B.A.F : Je ne peux nier que le risque que vous évoquez existe et m’a effectivement effleuré l’esprit quand je construisais la scène de la violente fustigation de Pénélope. Mais je me suis convaincu que, sans clairement condamner la violence de papa Sènakpon, la trajectoire de la vie de Pénélope permettra aux lecteurs de comprendre que je ne suis pas partisan de cette manière de résoudre les problèmes. Pénélope aurait-elle enchainé cette série de mauvais choix jusqu’à sa déchéance si son père et ses frères avaient choisi d’écouter la voix de la raison après la publication sur internet de sa première vidéo à caractère sexuel ? Là se trouve la vraie question. À la lumière de ce qu’elle est devenue, on est en droit de penser que sa vie se serait déroulée autrement n’eût été le rigorisme de son père. Par ailleurs, je dois vous dire qu’il ne m’appartient pas, en tant qu’écrivain, de juger moi-même la conduite des personnages que j’ai créés dans un livre. Mon rôle n’est pas de donner des leçons de morale, mais de fournir, de manière pertinente et équilibrée, les éléments textuels pour qu’après lecture, les lecteurs puissent juger les personnages, tirer des leçons et comprendre de quel côté je me place sur le plan axiologique en ce qui concerne les sujets abordés. Et avec humilité, j’estime avoir atteint cet objectif puisque le lecteur avisé doit comprendre, voyant la contre-productivité de la violence infligée à Pénélope, que son père n’aurait jamais dû se montrer aussi cruel envers elle.  

 

BL : Vos personnages, monsieur Bruno Adjovignon FAÏHOUN, portent des noms fon lourds de sens : Kandjɔmantazogbin, Sètonouɖé, Sɛdami, Dovonmanɖoudjɛ… Pour un lecteur non-fonphone, ces noms restent opaques, mais ils portent visiblement une signification que vous seul et les fonphones connaissez pleinement. Pouvez-vous nous éclairer sur le sens de quelques-uns d’entre eux et nous dire pourquoi vous avez choisi de ne pas le traduire ou l’expliciter dans le texte ? Est-ce une manière de dire que certaines strates du récit ne sont pleinement accessibles qu’à un lecteur béninois ou fonphone ?

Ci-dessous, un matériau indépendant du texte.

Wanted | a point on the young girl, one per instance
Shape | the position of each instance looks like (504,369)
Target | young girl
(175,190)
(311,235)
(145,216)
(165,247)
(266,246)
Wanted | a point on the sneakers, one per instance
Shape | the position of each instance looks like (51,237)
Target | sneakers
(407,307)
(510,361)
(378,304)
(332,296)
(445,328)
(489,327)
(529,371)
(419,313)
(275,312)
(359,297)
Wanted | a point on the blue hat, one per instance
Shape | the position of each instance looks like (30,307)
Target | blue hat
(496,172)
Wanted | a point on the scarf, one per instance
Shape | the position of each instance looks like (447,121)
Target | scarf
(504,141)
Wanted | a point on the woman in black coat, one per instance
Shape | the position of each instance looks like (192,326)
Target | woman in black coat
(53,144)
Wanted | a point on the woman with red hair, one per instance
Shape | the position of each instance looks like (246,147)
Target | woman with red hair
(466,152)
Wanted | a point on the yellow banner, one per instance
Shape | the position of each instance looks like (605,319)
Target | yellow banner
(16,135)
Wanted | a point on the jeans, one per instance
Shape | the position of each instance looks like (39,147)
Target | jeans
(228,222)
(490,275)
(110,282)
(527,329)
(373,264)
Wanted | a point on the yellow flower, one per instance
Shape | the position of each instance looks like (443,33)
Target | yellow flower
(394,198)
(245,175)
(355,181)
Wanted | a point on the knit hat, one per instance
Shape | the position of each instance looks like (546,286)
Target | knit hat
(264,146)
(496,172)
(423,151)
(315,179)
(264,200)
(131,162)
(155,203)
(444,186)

B.A.F : Dans Dix boules d’akassa ne me suffisent pas, il aurait été fastidieux d’entreprendre une explication des noms des personnages puisqu’ils sont presque tous puisés dans les langues locales du Bénin. J’assume donc que les lecteurs qui ne parlent pas ces langues ne puissent pas comprendre certains aspects du récit, et, d’ainsi ne pas bénéficier du supplément de sens que la compréhension des noms des personnages ajoute à la compréhension globale du roman. Mon intention n’a, toutefois, jamais été de les léser. J’ai juste compris que la meilleure manière d’aspirer à l’universel est d’y aller avec sa particularité culturelle. Ce n’est pas en faisant dos au limon linguistique et culturel qui m’a façonné en tant qu’humain que je vais le mieux satisfaire au désir d’être lu, compris et aimé des lecteurs. C’est plutôt en étant moi-même. Le lecteur a des droits, c’est vrai. Mais il ne me parait pas raisonnable d’y inclure celui de comprendre entièrement tout ce qu’il lit dans un livre. Comment peut-on vouloir cerner l’exhaustivité de la pensée d’un auteur alors qu’on ne partage pas son référentiel culturel et socio-linguistique ?

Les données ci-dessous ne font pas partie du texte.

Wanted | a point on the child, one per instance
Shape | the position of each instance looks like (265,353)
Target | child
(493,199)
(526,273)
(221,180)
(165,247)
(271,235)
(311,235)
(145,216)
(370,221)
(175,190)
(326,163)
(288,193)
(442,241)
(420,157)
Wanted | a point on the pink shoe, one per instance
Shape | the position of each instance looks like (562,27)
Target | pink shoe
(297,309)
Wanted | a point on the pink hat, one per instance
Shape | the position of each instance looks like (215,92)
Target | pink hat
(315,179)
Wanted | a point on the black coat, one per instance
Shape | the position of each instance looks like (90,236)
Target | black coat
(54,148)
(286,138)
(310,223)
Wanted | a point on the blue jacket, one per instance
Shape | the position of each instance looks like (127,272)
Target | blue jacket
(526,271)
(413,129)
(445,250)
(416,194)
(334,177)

Pour ce qui est de l’explication, ici, de certains noms de personnages, retenez que Kandjɔmantazogbin veut dire, littéralement, le sang (sous-entendu sang humain) ne peut servir à allumer une lanterne. On ne peut se servir du sang comme combustible pour allumer une lanterne. Ce nom souligne la préciosité du sang et dans liens familiaux qu’il faut toujours préserver. Sètonouɖé signifie ce que Dieu ou plus précisément l’esprit d’une personne a planifié, organisé, personne ne peut l’empêcher de se réaliser. Ce nom à connotation essentialiste signifie que ce qui été scellé dans la destinée d’une personne ne peut être défait. Dovonmanɖoudjɛ veut dire que le ver de terre ne peut se nourrir du sel. C’est pour mettre l’accent sur ce que notre nature intrinsèque rejette ou ce qui est incomptable avec notre ipséité.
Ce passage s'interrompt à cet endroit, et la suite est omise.